A informação é do jornalista januarense Fábio Oliva, em press release encaminhado agora há pouco para a imprensa mineira. A segunda turma do Tribunal decidiu que as ONG´s não são partes legítimas para propor ação civil pública contra atos de improbidade administrativa cometidos por agentes públicos em Minas Gerais. 


Com a decisão, o Tribunal de Justiça do Maranhão continua pironeiro na admissão desse tipo de ação por parte de ONGs. Para o TJMA, a legitimidade ativa das associações para proporem ações civis públicas por atos de improbidade administrativa resulta da interpretação sistemática das Leis 8.492/92 (Lei de Improbidade Administrativa) e Lei 7.347/95 (Lei da Ação Civil Pública).
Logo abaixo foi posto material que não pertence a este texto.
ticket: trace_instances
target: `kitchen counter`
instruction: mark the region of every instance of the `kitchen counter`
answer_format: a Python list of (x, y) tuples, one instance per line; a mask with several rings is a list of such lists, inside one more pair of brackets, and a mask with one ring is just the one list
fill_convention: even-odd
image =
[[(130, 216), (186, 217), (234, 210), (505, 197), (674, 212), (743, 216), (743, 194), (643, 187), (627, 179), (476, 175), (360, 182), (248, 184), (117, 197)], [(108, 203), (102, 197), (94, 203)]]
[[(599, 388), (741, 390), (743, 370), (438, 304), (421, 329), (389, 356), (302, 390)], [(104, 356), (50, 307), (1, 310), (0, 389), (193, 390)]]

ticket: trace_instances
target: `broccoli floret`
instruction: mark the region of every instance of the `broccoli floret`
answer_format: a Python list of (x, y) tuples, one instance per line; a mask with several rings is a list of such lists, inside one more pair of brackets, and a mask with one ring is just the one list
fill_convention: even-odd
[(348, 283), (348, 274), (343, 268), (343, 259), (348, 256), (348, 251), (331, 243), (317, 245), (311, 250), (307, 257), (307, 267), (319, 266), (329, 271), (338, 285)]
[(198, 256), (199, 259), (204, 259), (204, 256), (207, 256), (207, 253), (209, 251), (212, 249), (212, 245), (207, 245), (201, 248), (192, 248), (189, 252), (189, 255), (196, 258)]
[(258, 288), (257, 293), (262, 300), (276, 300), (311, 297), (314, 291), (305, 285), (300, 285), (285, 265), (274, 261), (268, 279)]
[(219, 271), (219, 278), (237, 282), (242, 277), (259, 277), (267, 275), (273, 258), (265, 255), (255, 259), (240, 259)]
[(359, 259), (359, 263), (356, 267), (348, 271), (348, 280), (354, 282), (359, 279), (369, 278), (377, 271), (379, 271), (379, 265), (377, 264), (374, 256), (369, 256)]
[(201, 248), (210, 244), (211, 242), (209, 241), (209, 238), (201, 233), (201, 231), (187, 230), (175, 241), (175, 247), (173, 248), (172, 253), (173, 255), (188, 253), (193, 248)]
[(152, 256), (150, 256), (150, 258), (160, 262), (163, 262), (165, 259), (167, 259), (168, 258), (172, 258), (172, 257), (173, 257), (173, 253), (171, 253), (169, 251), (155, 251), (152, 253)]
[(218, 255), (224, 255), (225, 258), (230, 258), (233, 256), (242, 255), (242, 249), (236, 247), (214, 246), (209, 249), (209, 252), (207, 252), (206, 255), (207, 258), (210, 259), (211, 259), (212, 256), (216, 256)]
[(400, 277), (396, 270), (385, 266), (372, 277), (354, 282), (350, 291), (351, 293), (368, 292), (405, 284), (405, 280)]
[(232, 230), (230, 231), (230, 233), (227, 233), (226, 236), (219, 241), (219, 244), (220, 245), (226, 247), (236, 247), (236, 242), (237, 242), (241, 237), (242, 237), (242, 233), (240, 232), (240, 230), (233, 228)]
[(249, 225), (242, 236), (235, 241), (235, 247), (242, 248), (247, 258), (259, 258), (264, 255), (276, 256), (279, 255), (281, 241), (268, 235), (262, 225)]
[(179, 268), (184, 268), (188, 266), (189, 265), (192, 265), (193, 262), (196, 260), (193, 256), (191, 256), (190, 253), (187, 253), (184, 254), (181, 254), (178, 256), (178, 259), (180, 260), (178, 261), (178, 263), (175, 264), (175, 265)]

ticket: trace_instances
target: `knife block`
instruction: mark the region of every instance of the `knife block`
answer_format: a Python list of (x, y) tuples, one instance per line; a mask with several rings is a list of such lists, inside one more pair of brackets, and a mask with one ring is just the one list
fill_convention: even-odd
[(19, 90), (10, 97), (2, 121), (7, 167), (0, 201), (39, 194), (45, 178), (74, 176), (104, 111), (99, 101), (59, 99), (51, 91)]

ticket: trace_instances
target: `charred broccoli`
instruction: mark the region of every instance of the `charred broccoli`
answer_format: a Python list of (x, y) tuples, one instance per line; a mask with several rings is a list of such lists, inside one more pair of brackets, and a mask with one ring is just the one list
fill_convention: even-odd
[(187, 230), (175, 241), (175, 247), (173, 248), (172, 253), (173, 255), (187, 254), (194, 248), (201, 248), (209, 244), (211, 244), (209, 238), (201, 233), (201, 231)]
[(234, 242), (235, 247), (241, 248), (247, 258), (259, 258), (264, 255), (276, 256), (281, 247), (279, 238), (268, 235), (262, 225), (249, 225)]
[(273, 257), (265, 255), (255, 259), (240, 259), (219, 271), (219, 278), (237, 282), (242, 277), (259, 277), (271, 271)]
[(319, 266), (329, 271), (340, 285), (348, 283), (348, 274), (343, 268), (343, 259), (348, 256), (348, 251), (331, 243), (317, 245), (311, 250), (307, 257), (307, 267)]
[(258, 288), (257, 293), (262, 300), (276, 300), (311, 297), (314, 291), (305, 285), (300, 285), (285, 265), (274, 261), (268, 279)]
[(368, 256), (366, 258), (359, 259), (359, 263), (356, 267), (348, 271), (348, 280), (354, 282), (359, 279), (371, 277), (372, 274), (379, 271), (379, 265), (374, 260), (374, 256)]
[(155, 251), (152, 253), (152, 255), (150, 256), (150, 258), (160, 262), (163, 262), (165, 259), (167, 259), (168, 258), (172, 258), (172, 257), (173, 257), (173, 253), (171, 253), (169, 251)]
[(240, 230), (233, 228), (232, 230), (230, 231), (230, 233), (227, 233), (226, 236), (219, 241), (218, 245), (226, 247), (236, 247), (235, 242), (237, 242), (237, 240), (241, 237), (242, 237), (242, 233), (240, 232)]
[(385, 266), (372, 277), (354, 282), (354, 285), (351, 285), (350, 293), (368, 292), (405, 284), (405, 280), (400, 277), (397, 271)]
A Asajan pleiteava sua legitimidade para propor a ação, diante da decisão de 1ª Instância, que julgou extinto o processo, e “da importância que se apresenta a defesa do patrimônio público”. Segundo a ONG, entre seus objetivos está o combate à corrupção. A entidade moveu a ação sob a alegação de que o ex-procurador de Januária teria participado, em 2004, de fraude em processo de licitação para obras de reforma e ampliação do único hospital público do município, o Hospital Municipal de Januária, com recursos do Pro-Hosp, no valor de R$ 375 mil. A fraude foi confirmada pela Câmara Municipal, que afastou e em seguida cassou o ex-prefeito Manoel Ferreira Neto (PL).

Os desembargadores se apoiaram na lei 8.492/92, a chamada “lei de improbidade”, que resguarda ao Ministério Público e às pessoas jurídicas o direito de mover processos dessa natureza, para negar o recurso da ONG. De acordo com o relator do processo, desembargador Jarbas Ladeira, a legitimidade das associações se restringe às matérias previstas na lei 7.347/85: danos causados ao meio-ambiente, ao consumidor, a bens e direitos de valor artístico, estético, histórico, turístico e paisagístico. “Nela não se incluem questões sobre improbidade administrativa”, concluiu o magistrado.

Acompanharam o voto do relator os desembargadores Brandão Teixeira e Francisco Figueiredo.

O advogado da ONG, Rodrigo da Silva Fróes, vai recorrer da decisão para o Superior Tribunal de Justiça (STJ). Fróes afirma que os desembargadores do TJMG interpretaram restritivamente a legislação e  deram a entender que a “defesa do patrimônio público” não se inclui entre os "interesses difusos" previstos na Lei 7.347/95, que podem ser defendidos pelas ONGs.